Efficient data copy from PCIe device to RAM in kernel

PeterWurmsdobler · 07-13-2010, 04:36 PM

Hello,

I have got an FPGA card (4 PCIe v1.0 lanes) that exposes a prefetchable PCI memory window to the system with pcie_mem_length (16MB). In the driver I have ioremapped its base address into the kernel's virtual memory space, called pcie_mem_vaddr. On the other side, I have got memory reserved during boot time which I have also ioremapped into the kernel's virtual memory space, called reserved_vaddr.

Now, since the FPGA card does not support DMA (yet), I have measured the data transfer time of a single memcpy (reserved_vaddr, pcie_mem_vaddr, pcie_mem_length) using ktime_t and associated hr_timer functions. It takes quite consistently 1.84s for 16MB, i.e. roughly 8MB/s. That's not terrific for nowadays standards.

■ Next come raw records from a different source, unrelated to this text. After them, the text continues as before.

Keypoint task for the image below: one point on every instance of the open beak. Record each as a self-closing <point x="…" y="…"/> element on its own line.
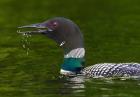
<point x="34" y="28"/>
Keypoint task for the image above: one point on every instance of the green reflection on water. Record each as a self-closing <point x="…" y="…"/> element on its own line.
<point x="111" y="31"/>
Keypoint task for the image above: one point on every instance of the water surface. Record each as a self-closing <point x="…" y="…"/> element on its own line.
<point x="111" y="31"/>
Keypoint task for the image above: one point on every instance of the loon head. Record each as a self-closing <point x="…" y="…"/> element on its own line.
<point x="67" y="35"/>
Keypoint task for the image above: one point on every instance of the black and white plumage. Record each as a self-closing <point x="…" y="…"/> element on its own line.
<point x="68" y="35"/>
<point x="112" y="70"/>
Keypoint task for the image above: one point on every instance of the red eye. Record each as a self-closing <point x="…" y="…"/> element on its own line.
<point x="55" y="24"/>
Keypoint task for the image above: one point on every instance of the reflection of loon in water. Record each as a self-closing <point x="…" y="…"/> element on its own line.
<point x="74" y="86"/>
<point x="68" y="35"/>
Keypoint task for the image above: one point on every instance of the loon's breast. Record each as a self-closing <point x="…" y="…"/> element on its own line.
<point x="112" y="69"/>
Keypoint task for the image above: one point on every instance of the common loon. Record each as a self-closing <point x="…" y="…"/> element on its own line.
<point x="68" y="35"/>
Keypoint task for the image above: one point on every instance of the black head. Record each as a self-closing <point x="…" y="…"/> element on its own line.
<point x="66" y="33"/>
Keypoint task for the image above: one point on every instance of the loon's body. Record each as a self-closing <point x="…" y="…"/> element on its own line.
<point x="68" y="35"/>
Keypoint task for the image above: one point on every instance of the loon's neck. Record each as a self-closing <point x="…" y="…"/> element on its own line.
<point x="73" y="61"/>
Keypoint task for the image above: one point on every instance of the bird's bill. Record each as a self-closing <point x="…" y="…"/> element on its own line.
<point x="34" y="28"/>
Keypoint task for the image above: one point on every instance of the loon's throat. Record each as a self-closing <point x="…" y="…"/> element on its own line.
<point x="74" y="60"/>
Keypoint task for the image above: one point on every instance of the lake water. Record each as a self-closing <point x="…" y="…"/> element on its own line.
<point x="112" y="34"/>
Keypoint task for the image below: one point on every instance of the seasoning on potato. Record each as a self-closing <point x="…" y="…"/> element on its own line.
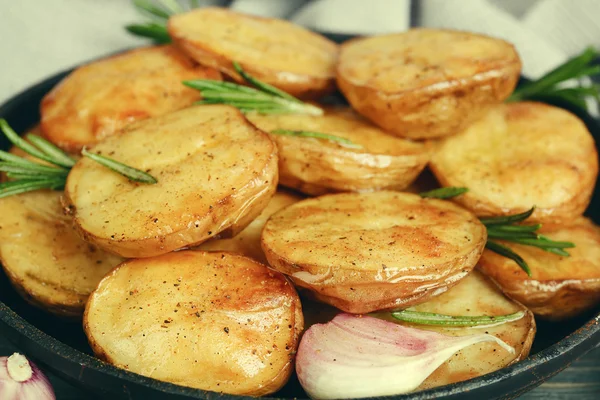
<point x="45" y="260"/>
<point x="363" y="252"/>
<point x="98" y="99"/>
<point x="426" y="83"/>
<point x="521" y="155"/>
<point x="216" y="172"/>
<point x="559" y="287"/>
<point x="208" y="320"/>
<point x="374" y="160"/>
<point x="287" y="56"/>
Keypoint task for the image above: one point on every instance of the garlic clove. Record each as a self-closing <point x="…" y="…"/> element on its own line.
<point x="359" y="356"/>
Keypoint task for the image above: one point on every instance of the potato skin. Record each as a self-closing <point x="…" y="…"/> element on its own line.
<point x="287" y="56"/>
<point x="98" y="99"/>
<point x="560" y="287"/>
<point x="426" y="83"/>
<point x="521" y="155"/>
<point x="363" y="252"/>
<point x="216" y="172"/>
<point x="45" y="260"/>
<point x="317" y="167"/>
<point x="219" y="321"/>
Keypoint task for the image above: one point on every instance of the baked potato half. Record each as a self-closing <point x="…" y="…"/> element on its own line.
<point x="216" y="172"/>
<point x="521" y="155"/>
<point x="559" y="287"/>
<point x="275" y="51"/>
<point x="209" y="320"/>
<point x="247" y="242"/>
<point x="98" y="99"/>
<point x="363" y="252"/>
<point x="44" y="258"/>
<point x="315" y="166"/>
<point x="426" y="83"/>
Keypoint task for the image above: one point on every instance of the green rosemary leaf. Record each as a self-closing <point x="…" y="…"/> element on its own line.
<point x="51" y="150"/>
<point x="316" y="135"/>
<point x="426" y="318"/>
<point x="125" y="170"/>
<point x="444" y="193"/>
<point x="508" y="253"/>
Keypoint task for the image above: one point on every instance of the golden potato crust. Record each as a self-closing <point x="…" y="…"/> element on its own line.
<point x="426" y="83"/>
<point x="560" y="287"/>
<point x="317" y="167"/>
<point x="209" y="320"/>
<point x="98" y="99"/>
<point x="363" y="252"/>
<point x="521" y="155"/>
<point x="45" y="260"/>
<point x="216" y="172"/>
<point x="247" y="242"/>
<point x="275" y="51"/>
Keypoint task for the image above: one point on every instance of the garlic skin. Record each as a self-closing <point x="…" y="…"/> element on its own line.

The kernel's default implementation for memcpy in kernelsource/lib/string.c seems to carry out a loop counting down to zero with a *dest++ = *src++, both being char*; this does not look to efficient. Is it this function that is linked in by gcc and called from a kernel module, or a more architecture specific version found in kernelsource/arch/x86/lib/*.S ? There I can find for example a page_copy.S which seems to be efficient (uses prefetch). How can I make use of that?

How could I speed up the data transfer in the kernel, but without using DMA?

Many thanks for any hints,
peter

nini09 · 07-13-2010, 05:55 PM

What's that memcpy, from system memory to system memory, or from PCIe memory to system memory?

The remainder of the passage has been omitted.